Guys, I am starting again today.
I don’t know why I forget everytime to focus on my recovery.
Whenever I get some recovery and body is fine.
I start again

I hope there is a way to overcome this weakness

8 Likes

Addiction is not a weakness, it’s always there, ready to take control even if you think it’s gone. One day at a time, stay focus, keep coming here and never think that the battle is won. I wish you strength!

7 Likes

This was my biggest downfall also. Usually after 3 days of being clean id forget how bad it really was and the using thoughts would start up again.
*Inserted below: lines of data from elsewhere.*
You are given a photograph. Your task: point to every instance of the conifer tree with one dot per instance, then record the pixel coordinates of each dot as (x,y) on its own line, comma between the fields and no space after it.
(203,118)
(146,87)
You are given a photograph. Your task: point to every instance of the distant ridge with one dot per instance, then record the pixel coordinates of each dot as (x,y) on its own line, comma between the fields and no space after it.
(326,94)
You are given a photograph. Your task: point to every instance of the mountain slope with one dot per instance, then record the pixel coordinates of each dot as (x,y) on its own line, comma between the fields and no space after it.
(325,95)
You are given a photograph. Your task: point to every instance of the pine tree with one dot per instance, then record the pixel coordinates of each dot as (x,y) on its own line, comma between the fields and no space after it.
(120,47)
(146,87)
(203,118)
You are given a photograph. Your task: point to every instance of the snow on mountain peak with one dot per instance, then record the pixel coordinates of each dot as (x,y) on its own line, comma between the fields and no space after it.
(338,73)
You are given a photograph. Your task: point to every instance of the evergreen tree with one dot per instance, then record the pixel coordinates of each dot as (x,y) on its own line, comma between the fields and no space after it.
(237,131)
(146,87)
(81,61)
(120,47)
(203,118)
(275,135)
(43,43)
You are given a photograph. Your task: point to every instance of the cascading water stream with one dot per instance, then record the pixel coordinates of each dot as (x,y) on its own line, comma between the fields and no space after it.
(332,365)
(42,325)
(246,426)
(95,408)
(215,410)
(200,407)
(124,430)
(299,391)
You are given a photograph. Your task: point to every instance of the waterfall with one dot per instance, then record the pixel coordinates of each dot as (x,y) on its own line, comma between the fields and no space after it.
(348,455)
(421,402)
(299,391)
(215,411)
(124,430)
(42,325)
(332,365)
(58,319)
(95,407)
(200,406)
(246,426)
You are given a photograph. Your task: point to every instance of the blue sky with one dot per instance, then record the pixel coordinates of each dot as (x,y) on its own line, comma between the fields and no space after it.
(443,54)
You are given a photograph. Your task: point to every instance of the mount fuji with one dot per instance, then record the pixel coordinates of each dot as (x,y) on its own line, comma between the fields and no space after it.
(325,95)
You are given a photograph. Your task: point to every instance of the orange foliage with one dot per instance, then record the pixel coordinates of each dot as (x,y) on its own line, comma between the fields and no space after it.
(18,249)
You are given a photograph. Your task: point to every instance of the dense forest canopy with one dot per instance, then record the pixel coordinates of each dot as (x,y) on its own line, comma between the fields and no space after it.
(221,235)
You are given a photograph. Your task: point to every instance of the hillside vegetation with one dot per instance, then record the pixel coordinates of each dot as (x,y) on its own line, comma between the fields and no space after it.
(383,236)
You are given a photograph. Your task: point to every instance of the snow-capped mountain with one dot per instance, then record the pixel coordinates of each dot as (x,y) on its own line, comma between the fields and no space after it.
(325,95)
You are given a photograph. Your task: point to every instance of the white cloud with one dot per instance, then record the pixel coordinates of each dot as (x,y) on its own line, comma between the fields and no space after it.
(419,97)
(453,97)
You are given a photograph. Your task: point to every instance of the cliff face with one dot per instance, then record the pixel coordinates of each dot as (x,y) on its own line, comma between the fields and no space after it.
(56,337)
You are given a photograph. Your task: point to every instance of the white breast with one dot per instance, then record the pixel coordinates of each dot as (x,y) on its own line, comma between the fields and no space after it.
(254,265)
One thing i learned is to play the tape to the end. Meaning to remember how drinking and using makes us feel in the end. The guilt and shame, the finanical debt, the body aches and pains, the emotional turmoil we feel. Remember what drugs and alcohol actually do… which is serve no good purpose for us at all. Everytime i think of using, i play this tape to the end ans then go and do something to distract myself. The cravings do pass. They dont last forever.

8 Likes

Today is a good day to start :people_hugging:
It’s great your back on your sober journey.

:sunflower:

3 Likes

It’s not weakness you must overcome. You are trying to free yourself from addiction and this shit is hard! Gather your tools, see what additional supports you might need. connect with others in real life and/or here because there is strength in numbers. You are not alone!:pray::heart:

5 Likes

Maybe try a meeting they will help ,helped me stay sober wish you well

2 Likes

I totally relate!! I actually found it easiest in those first days when I felt like utter shit with withdrawals. But once those started to subside suddenly I forgot just how bad it was and I drank again. Over and over and over.

So this last time I wrote it all down!!

I wrote letters to myself. In those letters I wrote about how badly I felt, physically and emotionally. I also wrote about my hopes for sobriety. Why I wanted to be sober. What I hoped to DO in my sobriety that I wouldn’t be able to do if I continued to drink. And I read those letters any time I started to think “one drink won’t be too bad”.

Reminding myself of it all really helped.

YOU CAN DO IT!!

5 Likes

I’m a big forgetter. In a few months, visions of happy times with alcohol resurface, omitting all the vomit and wasted time and self-loathing. So I have to keep close to keep it real. Welcome home!

3 Likes

Welcome back. Everyday is day 1 is what I try and go by and has helped me.

2 Likes

The merry go round is what I used to call it.
Have a few drinks. Get smashed. Bad hangover. Regret drinking and decide you won’t drink.
Feel fine by following afternoon. Have a few drinks. Get smashed etc.

Then decide you’ll actually quit. Go a few days. Decide your actually strong enough to moderate or that it wasn’t so bad. Have a few drinks. Get smashed. Regret drinking. Do it all over again and again.

I did that for a long time. You’re not alone. Heaps of great info here. Good luck!